University of Washington senior electrical engineering students, their instructor and judges.
A competition featuring small, self-guiding robots built by the students as a senior design project.
Monday (Dec. 4) from 10 a.m. to 1 p.m.
Room 419 in the old Electrical Engineering Building on the UW campus.
Thirty-five senior electrical engineering students are gearing up for a mechanical fight on Monday to see who has created the top robot in a competition that provides the climax for a new senior design course in mobile robotics. The students, divided into teams of three, have built 13 autonomous robots. The robots will attempt to navigate an obstacle course that includes a miniature forest and a river that can be crossed via a small ferry.
The robots are fashioned from a framework of LEGO building blocks and contain microcontrollers (programmed by the students), motors, sensors, wheels and other apparatus to help the creations make their way as quickly as possible through the course.
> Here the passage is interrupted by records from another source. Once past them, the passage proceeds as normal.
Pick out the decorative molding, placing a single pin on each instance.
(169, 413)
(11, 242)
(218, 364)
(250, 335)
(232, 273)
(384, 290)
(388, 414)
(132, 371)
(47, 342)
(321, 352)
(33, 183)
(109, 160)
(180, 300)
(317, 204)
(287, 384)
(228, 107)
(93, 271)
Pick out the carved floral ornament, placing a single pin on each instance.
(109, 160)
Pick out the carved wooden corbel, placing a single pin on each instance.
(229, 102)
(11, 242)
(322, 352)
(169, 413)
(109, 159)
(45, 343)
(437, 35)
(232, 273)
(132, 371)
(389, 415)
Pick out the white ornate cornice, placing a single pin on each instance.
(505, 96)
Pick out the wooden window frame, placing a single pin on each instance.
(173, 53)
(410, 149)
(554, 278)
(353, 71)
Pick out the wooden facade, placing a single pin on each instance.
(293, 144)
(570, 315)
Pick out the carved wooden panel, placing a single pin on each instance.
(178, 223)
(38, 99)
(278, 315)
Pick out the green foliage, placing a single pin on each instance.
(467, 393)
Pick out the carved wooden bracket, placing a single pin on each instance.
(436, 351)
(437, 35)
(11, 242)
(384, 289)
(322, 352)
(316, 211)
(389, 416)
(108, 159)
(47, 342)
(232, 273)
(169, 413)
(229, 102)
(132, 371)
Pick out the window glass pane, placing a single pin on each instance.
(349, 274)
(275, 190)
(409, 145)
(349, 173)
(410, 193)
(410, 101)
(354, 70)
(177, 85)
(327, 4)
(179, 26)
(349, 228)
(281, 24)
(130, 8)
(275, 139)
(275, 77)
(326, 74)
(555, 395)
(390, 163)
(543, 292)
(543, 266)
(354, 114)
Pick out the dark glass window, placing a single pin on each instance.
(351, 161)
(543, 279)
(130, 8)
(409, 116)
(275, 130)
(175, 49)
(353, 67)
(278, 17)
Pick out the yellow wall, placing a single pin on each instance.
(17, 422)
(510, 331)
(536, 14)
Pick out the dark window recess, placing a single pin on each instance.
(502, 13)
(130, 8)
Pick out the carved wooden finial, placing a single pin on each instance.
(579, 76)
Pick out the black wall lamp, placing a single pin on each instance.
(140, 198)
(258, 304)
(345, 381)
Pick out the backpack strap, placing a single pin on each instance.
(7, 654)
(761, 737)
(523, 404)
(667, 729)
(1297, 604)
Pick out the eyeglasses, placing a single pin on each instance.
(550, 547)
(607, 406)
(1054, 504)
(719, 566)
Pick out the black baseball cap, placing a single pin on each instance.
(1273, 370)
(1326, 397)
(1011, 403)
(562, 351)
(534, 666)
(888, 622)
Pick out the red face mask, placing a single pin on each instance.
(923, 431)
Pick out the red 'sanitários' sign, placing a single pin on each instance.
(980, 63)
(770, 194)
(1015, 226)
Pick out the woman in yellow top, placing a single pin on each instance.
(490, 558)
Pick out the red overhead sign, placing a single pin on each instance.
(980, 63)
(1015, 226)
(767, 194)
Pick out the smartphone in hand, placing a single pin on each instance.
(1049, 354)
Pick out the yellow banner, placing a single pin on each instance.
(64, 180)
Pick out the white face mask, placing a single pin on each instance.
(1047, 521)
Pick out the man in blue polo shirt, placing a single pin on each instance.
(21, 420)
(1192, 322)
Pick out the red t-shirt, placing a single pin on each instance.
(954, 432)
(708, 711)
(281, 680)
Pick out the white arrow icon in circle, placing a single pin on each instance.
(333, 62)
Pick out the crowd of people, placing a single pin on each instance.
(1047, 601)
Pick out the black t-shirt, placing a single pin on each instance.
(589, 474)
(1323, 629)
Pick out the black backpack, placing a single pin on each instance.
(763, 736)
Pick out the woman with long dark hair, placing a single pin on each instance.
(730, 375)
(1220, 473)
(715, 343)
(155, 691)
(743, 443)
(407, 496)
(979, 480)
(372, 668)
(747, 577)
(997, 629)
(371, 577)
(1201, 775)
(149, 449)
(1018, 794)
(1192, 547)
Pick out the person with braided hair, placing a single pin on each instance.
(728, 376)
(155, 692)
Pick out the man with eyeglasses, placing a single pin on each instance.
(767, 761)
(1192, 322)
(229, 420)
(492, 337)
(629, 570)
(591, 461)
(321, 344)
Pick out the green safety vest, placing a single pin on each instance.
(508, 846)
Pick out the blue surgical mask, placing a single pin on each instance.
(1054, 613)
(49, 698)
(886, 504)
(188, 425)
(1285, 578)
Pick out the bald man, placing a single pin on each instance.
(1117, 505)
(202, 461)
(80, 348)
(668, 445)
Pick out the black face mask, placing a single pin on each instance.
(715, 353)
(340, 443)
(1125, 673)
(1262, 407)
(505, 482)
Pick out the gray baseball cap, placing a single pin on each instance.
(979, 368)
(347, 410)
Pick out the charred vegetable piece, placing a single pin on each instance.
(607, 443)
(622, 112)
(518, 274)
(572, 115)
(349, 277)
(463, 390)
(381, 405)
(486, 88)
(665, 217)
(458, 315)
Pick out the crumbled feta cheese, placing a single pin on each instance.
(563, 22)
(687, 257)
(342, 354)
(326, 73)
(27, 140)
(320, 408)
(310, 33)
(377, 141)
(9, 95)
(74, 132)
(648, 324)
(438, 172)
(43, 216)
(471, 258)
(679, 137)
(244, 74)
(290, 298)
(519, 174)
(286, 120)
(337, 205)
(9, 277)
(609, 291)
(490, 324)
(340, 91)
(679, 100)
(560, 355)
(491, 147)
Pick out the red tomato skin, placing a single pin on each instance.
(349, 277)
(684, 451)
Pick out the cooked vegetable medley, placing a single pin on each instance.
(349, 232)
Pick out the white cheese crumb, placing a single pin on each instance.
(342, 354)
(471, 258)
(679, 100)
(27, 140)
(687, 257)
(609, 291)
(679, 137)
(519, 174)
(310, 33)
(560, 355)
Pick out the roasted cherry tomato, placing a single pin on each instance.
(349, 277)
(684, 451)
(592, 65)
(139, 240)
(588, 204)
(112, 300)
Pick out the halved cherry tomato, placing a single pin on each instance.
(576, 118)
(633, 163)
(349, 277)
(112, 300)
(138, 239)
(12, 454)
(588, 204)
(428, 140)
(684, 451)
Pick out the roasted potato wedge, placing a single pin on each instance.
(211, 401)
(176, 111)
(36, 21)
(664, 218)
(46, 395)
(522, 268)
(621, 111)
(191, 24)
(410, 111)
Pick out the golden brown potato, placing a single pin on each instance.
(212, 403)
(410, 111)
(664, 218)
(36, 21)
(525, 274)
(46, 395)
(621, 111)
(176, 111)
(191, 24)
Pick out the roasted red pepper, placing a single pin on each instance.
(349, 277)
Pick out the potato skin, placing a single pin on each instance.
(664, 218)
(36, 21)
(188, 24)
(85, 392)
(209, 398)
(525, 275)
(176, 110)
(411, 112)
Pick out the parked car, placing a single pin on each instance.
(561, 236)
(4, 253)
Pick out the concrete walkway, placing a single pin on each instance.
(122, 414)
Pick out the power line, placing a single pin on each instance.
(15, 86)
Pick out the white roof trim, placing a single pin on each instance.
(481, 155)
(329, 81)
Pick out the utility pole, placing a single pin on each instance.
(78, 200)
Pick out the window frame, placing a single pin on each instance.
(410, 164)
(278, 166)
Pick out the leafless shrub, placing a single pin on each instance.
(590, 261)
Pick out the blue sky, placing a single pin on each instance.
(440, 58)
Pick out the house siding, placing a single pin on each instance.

According to Linda Bushnell, assistant professor of electrical engineering and course instructor, the students are employing a variety of designs, including one robot that will scurry about on mechanical legs. The new robotics course was proposed by three recent electrical engineering graduates to allow students to learn about embedded design fundamentals through hands-on experience. Their idea to use LEGO building blocks to create autonomous robots won two awards last June and has formed the basis for a series of three classes now taught each quarter. One of the graduates, Michael Taylor, will help judge Monday’s contest.